Les plus de cinq heures qui ont suivi nous ont permis de récupérer de toute cette agitation. C’est reposés, pour autant qu’on puisse l’être après avoir passé un quart de journée assis sur des fauteuils certes confortables, mais tout de même bien fourbus que nous sommes descendus à notre destination. Un fort beau soleil nous attendait, le même que le parisien que nous avions laissé, et un froid moins piquant que celui qui nous avais rafraîchit le matin pendant notre course après le temps. Embrassades, retrouvailles, discutailles, etc jusqu’au moment où nous avons été emmenés tels des princes devant l’entrée du théâtre où avait lieu la représentation. Nous avions des places réservées pour un récital de Dame Felicity Lott, fort surprenante dans un registre entièrement dédié à l’amour, et nous nous sommes retrouvés fort bien placés au sixième rang, juste en face du piano à queue — peut-être un demi ou un quart, allez savoir — qui allait accompagner l’artiste pendant son spectacle.

Seize heures ont sonné alors que les derniers spectateurs prenaient place dans la salle, ma foi fort bien remplie, lorsqu’un couple est arrivé et s’est assis juste devant nous. Lui, la cinquantaine bedonnante, cheveux poivre et sel avec beaucoup de sel, une paire de lunettes à monture d’écaille il me semble — ma mémoire peut me jouer des tours —, un costume sombre de bonne facture pour autant que je puisse en juger et la grosse montre en métal qui va avec. Elle, la quarantaine passée ou maquillée, je ne sais pas trop, habillée d’un costume sombre également, blonde coupe carrée façon business-women, et le m’as-tu-vu de rigueur. À peine était-elle assise qu’elle s’avachissait sur son fauteuil en se languissant pour je ne sais trop quelle raison. Elle me faisait penser à cette actrice qui jouait cette avocate blonde dans la série « Avocats et associés » qui passait il y a quelques années sur une des chaines de télévision.
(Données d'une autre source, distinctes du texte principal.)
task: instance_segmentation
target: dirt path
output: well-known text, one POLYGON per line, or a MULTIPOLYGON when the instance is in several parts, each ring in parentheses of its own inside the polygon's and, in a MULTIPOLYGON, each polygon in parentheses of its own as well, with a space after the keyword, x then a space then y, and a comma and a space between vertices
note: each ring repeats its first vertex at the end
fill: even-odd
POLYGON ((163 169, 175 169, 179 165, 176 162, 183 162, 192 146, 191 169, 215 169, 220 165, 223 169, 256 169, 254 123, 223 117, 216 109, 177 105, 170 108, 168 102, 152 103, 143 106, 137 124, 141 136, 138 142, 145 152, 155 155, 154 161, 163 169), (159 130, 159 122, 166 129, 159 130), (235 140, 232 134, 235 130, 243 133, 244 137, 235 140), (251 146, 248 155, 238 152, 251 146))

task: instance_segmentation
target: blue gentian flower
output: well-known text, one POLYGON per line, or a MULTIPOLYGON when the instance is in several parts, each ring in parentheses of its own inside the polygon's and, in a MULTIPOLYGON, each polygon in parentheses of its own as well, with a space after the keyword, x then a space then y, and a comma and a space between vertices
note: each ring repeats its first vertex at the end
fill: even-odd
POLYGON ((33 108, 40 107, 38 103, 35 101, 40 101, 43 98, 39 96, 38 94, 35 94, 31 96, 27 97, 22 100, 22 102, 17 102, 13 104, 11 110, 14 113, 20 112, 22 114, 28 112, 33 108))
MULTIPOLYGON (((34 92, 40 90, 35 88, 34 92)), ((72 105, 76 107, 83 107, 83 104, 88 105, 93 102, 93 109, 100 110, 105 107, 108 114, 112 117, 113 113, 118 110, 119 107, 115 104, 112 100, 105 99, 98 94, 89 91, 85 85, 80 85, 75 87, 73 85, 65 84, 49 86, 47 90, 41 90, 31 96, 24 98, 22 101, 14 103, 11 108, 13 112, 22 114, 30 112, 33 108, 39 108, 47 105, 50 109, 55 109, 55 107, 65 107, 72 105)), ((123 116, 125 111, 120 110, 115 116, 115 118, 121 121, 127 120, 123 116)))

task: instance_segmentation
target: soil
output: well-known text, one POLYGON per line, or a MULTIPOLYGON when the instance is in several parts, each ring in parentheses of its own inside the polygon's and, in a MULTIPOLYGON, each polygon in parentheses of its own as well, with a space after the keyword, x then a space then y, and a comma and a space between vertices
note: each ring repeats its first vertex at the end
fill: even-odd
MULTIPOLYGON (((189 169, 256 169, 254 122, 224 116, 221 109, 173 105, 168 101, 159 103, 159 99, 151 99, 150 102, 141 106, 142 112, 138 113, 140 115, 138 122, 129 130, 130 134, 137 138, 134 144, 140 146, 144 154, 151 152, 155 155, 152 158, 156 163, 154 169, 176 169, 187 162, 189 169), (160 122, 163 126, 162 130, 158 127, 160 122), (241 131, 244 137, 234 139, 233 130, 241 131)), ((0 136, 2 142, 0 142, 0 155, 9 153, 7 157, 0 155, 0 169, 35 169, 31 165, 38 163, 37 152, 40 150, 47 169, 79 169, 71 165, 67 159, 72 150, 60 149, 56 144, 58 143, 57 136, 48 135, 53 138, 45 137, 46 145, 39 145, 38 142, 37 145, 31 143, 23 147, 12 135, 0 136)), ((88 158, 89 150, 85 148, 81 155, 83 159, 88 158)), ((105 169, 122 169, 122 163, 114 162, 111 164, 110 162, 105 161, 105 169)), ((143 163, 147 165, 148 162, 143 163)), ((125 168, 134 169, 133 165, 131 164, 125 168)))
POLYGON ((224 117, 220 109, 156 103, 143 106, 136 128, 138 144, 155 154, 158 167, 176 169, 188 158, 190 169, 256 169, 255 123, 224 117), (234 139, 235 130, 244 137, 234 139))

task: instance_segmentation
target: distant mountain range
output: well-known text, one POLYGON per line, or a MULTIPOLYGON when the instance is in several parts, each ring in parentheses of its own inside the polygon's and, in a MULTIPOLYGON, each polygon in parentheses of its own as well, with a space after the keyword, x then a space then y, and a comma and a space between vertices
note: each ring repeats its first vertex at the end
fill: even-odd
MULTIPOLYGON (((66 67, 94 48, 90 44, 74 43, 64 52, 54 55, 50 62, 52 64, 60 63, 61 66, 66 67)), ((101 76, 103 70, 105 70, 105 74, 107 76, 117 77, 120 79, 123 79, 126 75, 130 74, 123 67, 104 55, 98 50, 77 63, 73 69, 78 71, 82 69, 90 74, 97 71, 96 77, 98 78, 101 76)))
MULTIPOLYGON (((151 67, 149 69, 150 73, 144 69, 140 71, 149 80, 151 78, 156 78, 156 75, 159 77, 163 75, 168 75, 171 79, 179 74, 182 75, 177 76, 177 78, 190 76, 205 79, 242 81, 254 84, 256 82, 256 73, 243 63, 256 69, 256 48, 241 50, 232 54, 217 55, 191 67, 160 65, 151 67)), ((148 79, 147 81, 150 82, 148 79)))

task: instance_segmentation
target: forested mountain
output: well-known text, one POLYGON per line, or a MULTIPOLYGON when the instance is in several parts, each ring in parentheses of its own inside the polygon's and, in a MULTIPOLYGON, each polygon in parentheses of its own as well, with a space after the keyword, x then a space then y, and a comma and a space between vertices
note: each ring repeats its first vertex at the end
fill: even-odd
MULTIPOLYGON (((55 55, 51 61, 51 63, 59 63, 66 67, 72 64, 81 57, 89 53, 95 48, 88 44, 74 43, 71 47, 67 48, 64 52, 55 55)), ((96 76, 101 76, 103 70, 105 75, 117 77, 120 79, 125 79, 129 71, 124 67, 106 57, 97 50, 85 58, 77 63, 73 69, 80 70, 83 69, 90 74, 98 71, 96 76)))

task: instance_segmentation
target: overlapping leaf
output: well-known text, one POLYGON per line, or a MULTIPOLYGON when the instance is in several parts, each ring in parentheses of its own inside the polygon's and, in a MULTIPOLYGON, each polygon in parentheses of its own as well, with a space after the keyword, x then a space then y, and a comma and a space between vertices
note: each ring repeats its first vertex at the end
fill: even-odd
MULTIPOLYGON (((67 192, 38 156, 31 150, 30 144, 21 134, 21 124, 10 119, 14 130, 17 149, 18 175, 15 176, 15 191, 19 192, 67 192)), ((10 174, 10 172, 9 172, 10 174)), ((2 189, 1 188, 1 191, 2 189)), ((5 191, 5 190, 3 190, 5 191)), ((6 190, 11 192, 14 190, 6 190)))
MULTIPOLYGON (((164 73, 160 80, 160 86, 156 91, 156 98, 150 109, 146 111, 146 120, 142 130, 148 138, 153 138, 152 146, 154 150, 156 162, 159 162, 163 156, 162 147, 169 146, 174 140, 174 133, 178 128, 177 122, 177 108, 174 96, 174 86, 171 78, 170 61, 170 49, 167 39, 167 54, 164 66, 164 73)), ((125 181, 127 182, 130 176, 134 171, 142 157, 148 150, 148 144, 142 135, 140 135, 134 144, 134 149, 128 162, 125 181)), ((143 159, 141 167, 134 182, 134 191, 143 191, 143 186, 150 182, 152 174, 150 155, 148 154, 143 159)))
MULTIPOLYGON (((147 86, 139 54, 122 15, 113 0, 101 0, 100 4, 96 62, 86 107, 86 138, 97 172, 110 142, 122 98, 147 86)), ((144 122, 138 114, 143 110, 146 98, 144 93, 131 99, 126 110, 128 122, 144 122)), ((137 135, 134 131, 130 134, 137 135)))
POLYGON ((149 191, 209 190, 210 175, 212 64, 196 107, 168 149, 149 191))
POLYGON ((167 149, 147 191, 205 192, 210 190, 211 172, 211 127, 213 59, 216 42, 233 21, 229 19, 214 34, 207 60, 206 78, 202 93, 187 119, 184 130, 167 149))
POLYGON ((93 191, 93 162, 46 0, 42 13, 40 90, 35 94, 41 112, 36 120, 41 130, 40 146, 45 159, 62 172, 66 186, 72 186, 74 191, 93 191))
Enfin, le calme se faisait doucement dans les rangs, un couple de personnes plutôt âgées sont arrivées et ont justement réclamé les deux places que le couple précédent avait choisies. Bref conciliabule entre les quatre et miss business-women se lève enfin, en montrant à tous la goujaterie manifeste que ces personnes avaient à son égard. On osait la faire déplacer, pour lui prendre la place qu’elle avait choisie ! Son mari ou son amant ou son compagnon, enfin bref, celui qui lui servait de cavalier finit par lui glisser un mot ou deux à l’oreille et ils partirent s’installer légèrement à l’écart, sur les rangs de côté. Malheureusement pour le vieil homme, celui-ci avait quelques difficultés à se mouvoir, il était d’ailleurs équipé d’une canne, et ne put s’installer à sa place, ne pouvant étendre complètement sa jambe qui était prise dans une gouttière. Sa femme et lui décidèrent alors de se placer ailleurs et retournèrent vers les rangs de côtés, plus faciles d’accès et de disposition si l’on choisissait une place au bord de ceux-ci, justement à l’endroit ou la miss et son compagnon avait finis par s’installer.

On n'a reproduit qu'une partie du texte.